Date: 5.8.2013
An international research team, including a University of California, Davis, plant scientist, is using the molecular magic of gene sequencing and transfer to break the stranglehold of witchweed and other parasitic plants that annually cause billions of dollars in crop losses around the world.
Joining forces through the Parasitic Plant Genome Project, funded by the National Science Foundation, UC Davis Professor John Yoder and colleagues are identifying the genome-wide changes that have evolved to equip this intriguing but often devastating group of wild plants to develop their parasitic lifestyle.
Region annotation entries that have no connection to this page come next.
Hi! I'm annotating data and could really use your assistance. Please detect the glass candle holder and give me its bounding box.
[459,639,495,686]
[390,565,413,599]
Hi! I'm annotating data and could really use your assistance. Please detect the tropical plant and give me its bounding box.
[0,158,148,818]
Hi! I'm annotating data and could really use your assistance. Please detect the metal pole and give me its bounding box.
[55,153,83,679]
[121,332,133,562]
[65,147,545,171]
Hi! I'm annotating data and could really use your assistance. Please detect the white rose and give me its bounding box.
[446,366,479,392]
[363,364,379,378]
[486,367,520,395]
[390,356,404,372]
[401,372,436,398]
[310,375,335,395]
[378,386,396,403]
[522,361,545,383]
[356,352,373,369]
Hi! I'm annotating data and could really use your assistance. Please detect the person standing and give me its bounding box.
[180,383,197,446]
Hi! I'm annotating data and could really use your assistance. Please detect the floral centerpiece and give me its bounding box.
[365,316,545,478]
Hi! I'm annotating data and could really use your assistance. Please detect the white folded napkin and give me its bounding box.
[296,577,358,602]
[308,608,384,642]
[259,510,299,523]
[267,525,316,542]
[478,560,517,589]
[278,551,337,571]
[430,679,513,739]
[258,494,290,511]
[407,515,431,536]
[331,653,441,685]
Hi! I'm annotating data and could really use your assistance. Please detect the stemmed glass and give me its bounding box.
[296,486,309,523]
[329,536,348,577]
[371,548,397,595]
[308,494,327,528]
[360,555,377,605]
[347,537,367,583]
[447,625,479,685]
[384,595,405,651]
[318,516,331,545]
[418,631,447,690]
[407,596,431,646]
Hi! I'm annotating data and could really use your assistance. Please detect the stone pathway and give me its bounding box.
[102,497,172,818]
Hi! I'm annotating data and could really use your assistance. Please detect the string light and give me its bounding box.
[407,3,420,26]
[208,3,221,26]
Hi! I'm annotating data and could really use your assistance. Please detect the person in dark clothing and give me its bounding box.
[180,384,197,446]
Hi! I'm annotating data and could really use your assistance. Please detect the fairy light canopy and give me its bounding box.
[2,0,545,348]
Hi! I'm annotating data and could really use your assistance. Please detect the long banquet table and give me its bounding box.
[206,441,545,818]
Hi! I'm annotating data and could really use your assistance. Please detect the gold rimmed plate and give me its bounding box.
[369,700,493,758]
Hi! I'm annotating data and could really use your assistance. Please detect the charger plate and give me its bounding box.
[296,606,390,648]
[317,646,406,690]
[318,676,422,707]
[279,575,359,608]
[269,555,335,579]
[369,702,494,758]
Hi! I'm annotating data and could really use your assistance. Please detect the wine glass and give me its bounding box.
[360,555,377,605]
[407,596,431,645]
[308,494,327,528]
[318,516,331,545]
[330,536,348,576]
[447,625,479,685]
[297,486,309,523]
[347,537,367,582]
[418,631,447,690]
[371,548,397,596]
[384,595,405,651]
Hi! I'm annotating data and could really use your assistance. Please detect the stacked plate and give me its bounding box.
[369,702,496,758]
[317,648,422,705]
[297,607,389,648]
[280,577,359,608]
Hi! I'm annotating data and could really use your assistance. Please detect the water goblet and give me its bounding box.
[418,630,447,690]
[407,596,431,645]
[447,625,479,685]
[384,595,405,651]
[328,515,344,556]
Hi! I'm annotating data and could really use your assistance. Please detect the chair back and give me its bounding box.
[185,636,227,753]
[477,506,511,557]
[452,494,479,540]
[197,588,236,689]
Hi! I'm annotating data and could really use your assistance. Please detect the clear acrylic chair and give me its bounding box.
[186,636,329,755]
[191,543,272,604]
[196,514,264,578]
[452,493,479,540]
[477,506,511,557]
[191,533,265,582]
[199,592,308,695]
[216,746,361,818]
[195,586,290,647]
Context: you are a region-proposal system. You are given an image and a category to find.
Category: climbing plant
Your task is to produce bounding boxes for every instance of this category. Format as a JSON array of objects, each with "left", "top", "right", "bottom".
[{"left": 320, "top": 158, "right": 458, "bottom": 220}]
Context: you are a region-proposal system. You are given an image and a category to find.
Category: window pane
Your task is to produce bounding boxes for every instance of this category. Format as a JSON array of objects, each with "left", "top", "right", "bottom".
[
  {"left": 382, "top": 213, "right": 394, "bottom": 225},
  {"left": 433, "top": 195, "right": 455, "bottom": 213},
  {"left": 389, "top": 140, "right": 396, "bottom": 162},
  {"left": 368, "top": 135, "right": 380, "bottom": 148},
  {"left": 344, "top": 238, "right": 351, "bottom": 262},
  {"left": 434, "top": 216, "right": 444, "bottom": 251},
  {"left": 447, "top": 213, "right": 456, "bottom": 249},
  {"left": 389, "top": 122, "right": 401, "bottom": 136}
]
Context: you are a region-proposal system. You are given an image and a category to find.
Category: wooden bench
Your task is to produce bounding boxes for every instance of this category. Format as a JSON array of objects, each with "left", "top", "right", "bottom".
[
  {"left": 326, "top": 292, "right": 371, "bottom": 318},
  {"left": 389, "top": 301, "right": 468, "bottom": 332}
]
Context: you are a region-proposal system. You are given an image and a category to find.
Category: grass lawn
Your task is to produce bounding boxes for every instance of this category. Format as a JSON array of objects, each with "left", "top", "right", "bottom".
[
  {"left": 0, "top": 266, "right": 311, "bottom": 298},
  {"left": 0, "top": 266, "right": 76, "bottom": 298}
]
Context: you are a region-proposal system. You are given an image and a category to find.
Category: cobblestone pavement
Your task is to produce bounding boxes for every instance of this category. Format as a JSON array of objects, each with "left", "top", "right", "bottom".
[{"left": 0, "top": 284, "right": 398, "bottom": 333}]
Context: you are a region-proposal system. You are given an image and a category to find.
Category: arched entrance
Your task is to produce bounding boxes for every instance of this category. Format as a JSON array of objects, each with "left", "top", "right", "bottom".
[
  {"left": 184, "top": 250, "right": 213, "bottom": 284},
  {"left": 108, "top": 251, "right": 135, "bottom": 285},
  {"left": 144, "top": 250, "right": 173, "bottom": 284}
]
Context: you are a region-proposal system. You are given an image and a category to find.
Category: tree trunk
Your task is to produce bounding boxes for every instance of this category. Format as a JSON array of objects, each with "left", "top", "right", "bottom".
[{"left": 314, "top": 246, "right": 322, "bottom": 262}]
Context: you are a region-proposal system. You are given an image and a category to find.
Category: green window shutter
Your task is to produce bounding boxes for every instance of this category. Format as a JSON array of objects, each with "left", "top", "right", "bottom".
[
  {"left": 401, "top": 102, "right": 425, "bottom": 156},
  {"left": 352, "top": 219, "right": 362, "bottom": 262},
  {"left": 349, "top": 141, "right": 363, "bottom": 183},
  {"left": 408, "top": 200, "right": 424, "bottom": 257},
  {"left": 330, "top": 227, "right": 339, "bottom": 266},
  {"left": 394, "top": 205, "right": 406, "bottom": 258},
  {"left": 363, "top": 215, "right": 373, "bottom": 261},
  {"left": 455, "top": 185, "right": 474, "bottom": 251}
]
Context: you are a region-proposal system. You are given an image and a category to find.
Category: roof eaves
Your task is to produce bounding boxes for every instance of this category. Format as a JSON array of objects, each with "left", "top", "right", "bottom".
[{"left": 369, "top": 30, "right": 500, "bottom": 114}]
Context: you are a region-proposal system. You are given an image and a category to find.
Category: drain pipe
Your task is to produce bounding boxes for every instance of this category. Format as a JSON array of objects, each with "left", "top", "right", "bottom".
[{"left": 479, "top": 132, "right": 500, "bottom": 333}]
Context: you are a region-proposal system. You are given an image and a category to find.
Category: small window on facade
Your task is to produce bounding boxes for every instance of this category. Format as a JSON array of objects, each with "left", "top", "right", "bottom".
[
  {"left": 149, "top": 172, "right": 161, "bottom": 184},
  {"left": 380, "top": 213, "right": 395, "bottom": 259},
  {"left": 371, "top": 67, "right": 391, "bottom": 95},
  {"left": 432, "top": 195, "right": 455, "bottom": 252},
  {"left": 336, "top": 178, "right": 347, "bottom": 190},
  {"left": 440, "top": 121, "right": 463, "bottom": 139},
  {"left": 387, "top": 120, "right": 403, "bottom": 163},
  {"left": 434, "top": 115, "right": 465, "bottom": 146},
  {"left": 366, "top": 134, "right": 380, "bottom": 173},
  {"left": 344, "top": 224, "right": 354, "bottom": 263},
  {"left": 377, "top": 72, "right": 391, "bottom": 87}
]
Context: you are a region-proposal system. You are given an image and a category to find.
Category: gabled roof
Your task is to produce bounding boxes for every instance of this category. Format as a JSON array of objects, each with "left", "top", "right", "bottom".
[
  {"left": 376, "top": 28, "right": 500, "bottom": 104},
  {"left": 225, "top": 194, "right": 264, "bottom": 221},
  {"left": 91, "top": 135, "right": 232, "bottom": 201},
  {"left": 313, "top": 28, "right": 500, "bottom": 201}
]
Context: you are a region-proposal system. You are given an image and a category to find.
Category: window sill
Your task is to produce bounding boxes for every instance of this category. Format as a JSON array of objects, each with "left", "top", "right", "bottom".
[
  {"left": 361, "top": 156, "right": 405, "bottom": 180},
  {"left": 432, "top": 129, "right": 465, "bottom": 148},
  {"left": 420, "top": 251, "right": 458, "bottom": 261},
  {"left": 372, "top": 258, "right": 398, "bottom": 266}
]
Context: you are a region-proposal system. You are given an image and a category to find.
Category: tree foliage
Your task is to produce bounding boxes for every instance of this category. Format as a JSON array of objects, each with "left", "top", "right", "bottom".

"We know that parasitic plants evolved from non-parasitic plants, so we take an evolutionary approach and ask, 'What are the genetic changes that make a plant parasitic, and what are the genetic consequences once a plant becomes a parasite?'" said Yoder, whose lab in the UC Davis Department of Plant Sciences is contributing to the Parasitic Plant Genome Project. "The next stage is to identify critical parasite genes and pathways and use this information to develop parasite-resistant crops," he said.
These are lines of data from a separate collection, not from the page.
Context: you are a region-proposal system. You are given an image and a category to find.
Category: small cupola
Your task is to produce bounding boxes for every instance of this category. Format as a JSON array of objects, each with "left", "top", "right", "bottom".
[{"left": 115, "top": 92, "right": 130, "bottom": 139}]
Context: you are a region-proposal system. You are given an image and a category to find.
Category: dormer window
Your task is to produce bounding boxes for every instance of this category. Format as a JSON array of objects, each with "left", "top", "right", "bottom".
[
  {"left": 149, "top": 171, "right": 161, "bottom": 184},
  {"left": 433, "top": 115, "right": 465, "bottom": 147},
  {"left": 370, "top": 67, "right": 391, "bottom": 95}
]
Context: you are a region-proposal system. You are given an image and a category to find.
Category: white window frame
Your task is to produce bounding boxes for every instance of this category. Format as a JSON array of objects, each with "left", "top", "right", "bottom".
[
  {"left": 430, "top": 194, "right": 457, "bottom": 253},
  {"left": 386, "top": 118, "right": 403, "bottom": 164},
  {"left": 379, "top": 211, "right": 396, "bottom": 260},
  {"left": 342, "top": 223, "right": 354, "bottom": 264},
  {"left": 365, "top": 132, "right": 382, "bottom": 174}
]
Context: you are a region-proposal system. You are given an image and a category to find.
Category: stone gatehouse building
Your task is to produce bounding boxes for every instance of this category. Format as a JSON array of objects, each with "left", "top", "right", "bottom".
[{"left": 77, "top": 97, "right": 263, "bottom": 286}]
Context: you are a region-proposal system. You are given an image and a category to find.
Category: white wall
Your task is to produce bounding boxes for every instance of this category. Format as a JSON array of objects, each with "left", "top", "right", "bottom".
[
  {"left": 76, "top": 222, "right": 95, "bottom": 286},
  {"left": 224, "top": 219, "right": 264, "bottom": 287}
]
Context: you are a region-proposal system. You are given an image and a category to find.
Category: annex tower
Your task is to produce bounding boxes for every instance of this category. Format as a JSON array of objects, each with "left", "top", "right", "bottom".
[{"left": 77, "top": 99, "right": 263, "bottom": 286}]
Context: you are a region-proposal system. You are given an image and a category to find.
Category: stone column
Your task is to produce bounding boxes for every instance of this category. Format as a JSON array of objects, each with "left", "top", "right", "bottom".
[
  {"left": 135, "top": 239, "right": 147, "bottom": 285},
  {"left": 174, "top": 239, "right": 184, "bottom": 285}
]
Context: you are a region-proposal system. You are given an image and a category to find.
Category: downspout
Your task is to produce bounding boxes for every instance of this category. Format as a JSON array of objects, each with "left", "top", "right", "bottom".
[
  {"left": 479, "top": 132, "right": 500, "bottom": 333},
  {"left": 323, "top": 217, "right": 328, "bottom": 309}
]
In a May their cover article for the journal Molecular Plant-Microbe Interactions demonstrated a new strategy for engineering within host plants a killer DNA molecule that is toxic to at least one species of Orobanchaceae. This family of almost 2,000 parasitic plant species includes some of the world's worst agricultural pests, notably Striga or "witchweed" and Orobanche, also known as "broomrape."
Striga, for example, has a reputation for covertly destroying crop fields. By the time the purple flowers of this parasitic weed have bloomed, the field is already ruined. Removed from the soil, Striga can return decades later through dormant seeds. The infestations are particularly devastating to staple crops like rice, maize, millet and sorghum in sub-Saharan Africa and the Middle East.